I have trouble with how to find eigenvectors when you have a complex eigenvalue
For example the matrix $$ \begin{pmatrix} 0 & 1\\ -2 & -2 \end{pmatrix}$$
Here you get the eigenvalues $-1$ and $ \pm i$
Where do i go from here to find a eigenvector. The solution says it should be the 2x1 matrix: $$\begin{pmatrix} 1\pm i \\ -2 \end{pmatrix}$$
On
You do it just as you would for real eigenvalues.
For instance, if you want an eigenvector corresponding to the eigen value $-1+i$, you solve the system$$\left\{\begin{array}{ll}y=(-1+i)x\\-2x-2y=(-1+i)y,\end{array}\right.$$you will get that the solutions are the vectors of the form $\bigl((1+i)x,-2x\bigr)$. In particular, $(1+i,-2)$ is an eigenvector corresponding to the eigenvalue $-1+i$.
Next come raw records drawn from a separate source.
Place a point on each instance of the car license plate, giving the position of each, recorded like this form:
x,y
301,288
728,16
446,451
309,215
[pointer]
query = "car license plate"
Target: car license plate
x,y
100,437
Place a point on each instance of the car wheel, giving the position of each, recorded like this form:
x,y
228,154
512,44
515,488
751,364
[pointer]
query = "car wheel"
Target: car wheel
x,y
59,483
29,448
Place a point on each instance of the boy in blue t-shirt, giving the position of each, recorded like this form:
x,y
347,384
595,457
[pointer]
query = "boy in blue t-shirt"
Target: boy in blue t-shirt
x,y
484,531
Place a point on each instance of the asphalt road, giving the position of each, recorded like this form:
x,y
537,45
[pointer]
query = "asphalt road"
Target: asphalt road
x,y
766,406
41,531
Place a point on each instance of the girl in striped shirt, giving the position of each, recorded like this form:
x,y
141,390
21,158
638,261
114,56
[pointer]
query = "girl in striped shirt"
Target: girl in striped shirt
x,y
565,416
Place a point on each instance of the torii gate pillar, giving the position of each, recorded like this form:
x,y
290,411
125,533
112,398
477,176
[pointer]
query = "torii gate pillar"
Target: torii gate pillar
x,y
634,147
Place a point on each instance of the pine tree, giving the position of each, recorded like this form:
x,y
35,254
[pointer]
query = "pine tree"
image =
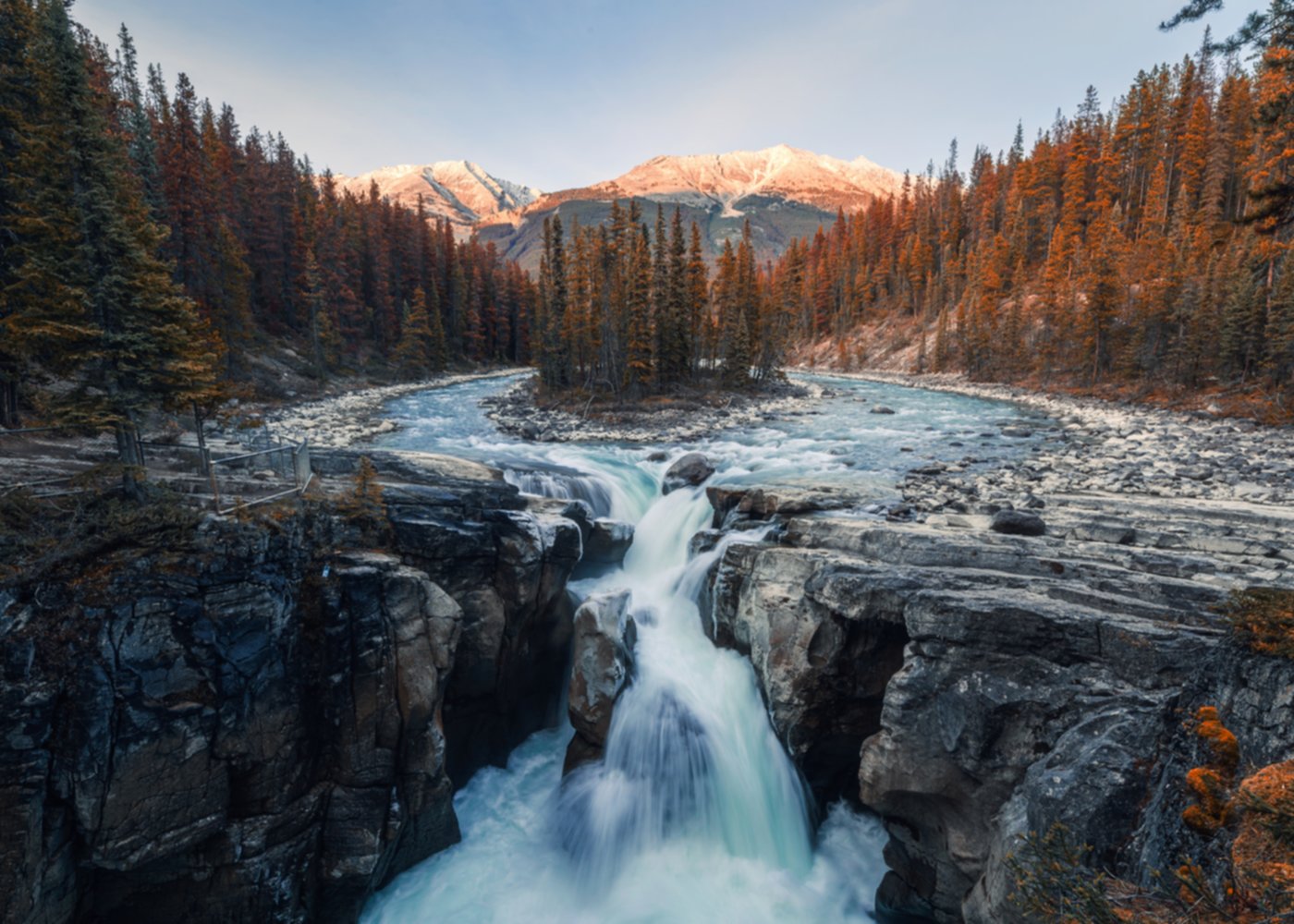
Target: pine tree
x,y
413,354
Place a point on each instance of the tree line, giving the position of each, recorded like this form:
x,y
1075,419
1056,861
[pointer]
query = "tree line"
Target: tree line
x,y
149,248
627,309
1148,244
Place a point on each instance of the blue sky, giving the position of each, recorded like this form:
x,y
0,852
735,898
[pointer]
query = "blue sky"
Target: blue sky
x,y
562,93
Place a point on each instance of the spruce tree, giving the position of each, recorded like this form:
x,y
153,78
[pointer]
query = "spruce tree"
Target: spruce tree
x,y
413,352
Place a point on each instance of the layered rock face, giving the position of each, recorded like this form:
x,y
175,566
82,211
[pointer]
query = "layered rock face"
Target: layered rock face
x,y
999,684
604,662
258,726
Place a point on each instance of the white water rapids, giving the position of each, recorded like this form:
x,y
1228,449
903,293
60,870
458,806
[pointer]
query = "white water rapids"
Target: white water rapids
x,y
695,813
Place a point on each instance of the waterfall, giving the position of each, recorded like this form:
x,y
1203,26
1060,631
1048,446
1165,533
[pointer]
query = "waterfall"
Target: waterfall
x,y
694,813
690,755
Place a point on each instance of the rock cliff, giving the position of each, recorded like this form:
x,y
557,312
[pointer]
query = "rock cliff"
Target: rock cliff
x,y
268,721
983,685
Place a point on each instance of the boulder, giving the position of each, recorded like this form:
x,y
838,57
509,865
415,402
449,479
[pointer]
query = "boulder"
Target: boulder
x,y
738,504
688,470
1018,523
602,663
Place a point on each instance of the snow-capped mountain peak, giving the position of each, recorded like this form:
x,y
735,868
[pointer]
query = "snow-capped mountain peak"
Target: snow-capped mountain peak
x,y
459,190
725,180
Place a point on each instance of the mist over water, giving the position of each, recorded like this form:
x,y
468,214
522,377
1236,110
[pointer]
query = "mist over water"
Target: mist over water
x,y
695,813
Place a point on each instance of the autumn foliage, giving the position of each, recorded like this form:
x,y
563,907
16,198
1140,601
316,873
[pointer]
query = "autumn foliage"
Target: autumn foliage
x,y
1142,246
1212,782
1263,619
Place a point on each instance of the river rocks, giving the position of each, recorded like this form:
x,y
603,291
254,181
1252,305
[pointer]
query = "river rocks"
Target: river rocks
x,y
1021,681
602,664
682,417
1018,523
608,541
689,470
737,504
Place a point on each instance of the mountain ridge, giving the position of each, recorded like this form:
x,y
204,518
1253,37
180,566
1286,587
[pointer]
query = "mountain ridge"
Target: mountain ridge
x,y
786,193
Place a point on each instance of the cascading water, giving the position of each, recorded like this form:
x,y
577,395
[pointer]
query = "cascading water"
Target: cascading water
x,y
695,813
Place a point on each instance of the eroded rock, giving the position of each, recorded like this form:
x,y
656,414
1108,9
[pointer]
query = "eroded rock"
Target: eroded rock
x,y
602,664
690,470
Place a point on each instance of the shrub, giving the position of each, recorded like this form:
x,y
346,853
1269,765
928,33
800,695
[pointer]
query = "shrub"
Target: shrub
x,y
1052,881
1212,784
1263,619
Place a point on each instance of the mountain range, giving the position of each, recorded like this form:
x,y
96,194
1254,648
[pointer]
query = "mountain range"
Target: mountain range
x,y
785,191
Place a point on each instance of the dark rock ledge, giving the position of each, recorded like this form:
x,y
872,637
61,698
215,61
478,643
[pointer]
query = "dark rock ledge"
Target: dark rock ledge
x,y
970,686
262,725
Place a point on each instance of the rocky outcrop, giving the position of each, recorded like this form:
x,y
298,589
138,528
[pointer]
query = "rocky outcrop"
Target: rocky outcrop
x,y
255,726
507,563
734,505
999,684
604,660
688,471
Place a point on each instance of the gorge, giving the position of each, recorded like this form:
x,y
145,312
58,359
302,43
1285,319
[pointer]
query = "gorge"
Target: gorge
x,y
828,669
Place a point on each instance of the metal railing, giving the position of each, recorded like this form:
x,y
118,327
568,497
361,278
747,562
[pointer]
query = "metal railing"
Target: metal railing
x,y
287,461
194,470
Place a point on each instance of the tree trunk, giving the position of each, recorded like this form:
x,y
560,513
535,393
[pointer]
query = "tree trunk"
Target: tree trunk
x,y
128,455
8,404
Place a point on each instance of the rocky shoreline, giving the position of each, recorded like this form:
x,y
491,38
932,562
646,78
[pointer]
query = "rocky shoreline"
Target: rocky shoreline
x,y
356,417
1093,446
515,412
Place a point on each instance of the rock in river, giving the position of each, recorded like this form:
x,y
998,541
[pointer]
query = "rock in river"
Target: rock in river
x,y
1018,523
689,470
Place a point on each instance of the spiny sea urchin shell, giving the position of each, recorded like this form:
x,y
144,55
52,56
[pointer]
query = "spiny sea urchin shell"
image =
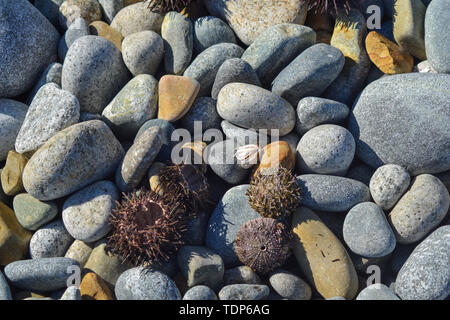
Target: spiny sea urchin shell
x,y
146,227
274,195
263,244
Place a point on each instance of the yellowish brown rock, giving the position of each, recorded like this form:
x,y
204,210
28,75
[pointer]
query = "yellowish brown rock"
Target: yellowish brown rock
x,y
176,96
387,55
322,257
11,176
102,29
13,238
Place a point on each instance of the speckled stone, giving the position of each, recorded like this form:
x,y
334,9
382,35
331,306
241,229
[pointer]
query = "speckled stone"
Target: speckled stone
x,y
205,66
94,72
143,52
331,193
28,45
32,213
276,47
234,70
86,212
326,149
142,284
251,18
42,275
420,102
51,111
135,18
320,65
250,106
135,104
244,292
314,111
209,31
230,214
426,273
79,28
72,159
420,210
388,184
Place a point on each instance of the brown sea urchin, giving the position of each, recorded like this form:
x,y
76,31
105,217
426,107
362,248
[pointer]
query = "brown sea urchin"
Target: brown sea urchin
x,y
263,244
274,195
146,227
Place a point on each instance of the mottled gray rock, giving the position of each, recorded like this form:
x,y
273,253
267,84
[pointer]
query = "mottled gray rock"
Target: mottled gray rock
x,y
32,213
85,213
289,286
314,111
420,210
28,44
205,66
426,273
51,240
51,111
94,72
209,31
143,52
388,184
249,106
44,275
331,193
419,101
79,28
309,74
72,159
200,293
276,47
143,284
135,104
234,70
244,292
230,214
367,231
326,149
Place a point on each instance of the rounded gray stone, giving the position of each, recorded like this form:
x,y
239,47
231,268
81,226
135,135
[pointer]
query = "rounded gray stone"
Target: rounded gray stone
x,y
42,275
143,52
51,111
249,106
420,210
418,137
28,44
234,70
326,149
331,193
72,159
426,273
309,74
388,184
230,214
205,66
86,213
367,231
314,111
209,31
144,284
50,240
12,114
94,72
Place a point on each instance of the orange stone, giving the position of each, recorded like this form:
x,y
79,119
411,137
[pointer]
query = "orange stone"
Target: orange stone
x,y
176,96
387,55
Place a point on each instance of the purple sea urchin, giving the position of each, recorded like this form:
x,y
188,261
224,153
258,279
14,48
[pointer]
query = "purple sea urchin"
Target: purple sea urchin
x,y
274,195
263,244
146,227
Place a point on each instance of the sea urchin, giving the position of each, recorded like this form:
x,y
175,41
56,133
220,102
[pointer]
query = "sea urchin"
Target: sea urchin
x,y
263,244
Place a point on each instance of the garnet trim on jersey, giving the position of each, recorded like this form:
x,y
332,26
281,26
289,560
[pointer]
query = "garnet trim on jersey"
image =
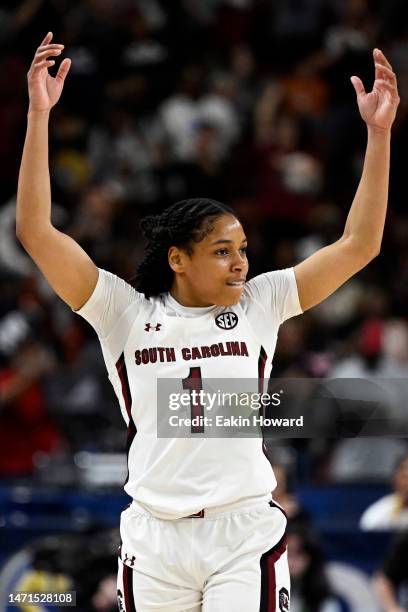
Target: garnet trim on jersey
x,y
268,576
262,359
127,398
128,588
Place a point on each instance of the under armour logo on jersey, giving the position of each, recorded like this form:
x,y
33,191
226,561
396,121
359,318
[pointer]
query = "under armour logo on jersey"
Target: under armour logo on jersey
x,y
226,320
129,560
149,327
121,605
284,600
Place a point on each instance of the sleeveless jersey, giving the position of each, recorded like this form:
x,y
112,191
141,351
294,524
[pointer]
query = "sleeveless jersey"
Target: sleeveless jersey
x,y
144,340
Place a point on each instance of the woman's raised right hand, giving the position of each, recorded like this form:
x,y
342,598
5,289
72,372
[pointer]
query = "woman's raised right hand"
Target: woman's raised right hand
x,y
43,89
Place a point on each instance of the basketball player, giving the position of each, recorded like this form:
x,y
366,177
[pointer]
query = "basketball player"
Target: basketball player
x,y
202,532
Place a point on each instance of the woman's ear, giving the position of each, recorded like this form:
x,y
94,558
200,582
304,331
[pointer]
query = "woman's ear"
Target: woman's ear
x,y
176,260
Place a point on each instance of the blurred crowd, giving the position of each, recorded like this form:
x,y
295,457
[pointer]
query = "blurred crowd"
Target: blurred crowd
x,y
246,101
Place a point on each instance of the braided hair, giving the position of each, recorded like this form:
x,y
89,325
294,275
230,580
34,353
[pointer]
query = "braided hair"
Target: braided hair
x,y
180,225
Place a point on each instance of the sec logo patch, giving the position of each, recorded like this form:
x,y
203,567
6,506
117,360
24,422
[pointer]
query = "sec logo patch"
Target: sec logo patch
x,y
226,320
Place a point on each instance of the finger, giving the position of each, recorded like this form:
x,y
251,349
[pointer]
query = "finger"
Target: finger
x,y
358,85
47,39
43,64
48,53
53,46
63,69
382,84
385,72
380,57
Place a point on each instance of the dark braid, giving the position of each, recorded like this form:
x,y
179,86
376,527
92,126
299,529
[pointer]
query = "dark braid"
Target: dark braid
x,y
179,225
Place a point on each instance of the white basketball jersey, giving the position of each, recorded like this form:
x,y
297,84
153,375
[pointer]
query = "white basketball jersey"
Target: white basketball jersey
x,y
146,339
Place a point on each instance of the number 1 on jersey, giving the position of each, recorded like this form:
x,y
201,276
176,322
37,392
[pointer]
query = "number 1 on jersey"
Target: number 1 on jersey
x,y
194,383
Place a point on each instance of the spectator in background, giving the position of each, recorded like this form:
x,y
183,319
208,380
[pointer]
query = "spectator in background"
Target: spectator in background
x,y
25,426
391,511
310,589
392,581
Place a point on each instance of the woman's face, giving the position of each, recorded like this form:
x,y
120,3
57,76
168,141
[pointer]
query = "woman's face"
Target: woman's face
x,y
216,270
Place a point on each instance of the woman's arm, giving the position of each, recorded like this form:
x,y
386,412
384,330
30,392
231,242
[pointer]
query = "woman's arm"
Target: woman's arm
x,y
67,267
327,269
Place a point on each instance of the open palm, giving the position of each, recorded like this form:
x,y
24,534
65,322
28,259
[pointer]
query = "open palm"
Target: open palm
x,y
378,108
45,90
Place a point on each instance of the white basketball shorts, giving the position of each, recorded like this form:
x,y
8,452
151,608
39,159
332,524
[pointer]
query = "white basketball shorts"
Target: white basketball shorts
x,y
232,559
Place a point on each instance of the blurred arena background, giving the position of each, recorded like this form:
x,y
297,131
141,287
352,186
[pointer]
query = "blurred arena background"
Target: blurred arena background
x,y
248,102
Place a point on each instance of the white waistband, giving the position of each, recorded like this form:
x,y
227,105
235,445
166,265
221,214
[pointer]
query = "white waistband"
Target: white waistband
x,y
241,504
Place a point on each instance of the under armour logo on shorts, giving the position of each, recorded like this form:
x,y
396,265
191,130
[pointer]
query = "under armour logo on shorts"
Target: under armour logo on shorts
x,y
129,560
149,327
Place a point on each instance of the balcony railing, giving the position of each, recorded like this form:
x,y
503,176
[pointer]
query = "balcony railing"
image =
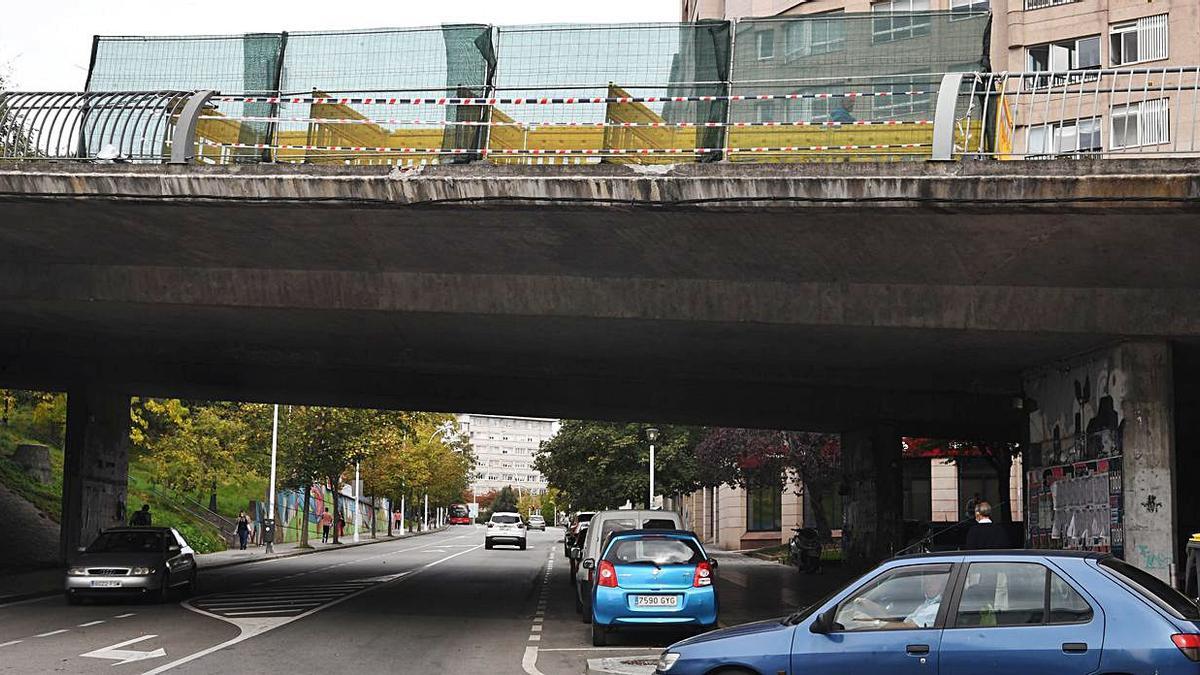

$\newcommand{\x}{\mathbf{x}}$You use the same procedure to find the eigenvectors as in the real case, just now you may have to use complex number arithmetic.
Let $A = \begin{pmatrix} 0 & 1\\ -2 & -2 \end{pmatrix}.$ I'll get you started on how to find the eigenvectors for the eigenvalue $-1+i$. As usual, these are found by solving the equation $(A - (-1+i)I)\x = \mathbf{0}$. Thus we solve the linear system
$$\left(\begin{array}{cc|c}0-(-1+i) & 1 & 0 \\ -2 & -2-(-1+i) & 0\end{array}\right),$$ that is, $$\left(\begin{array}{cc|c}1-i& 1 & 0 \\ -2 & -1-i& 0\end{array}\right).$$
Can you solve this (if not, the first step would be to practise complex number arithmetic and row reductions with complex numbers)?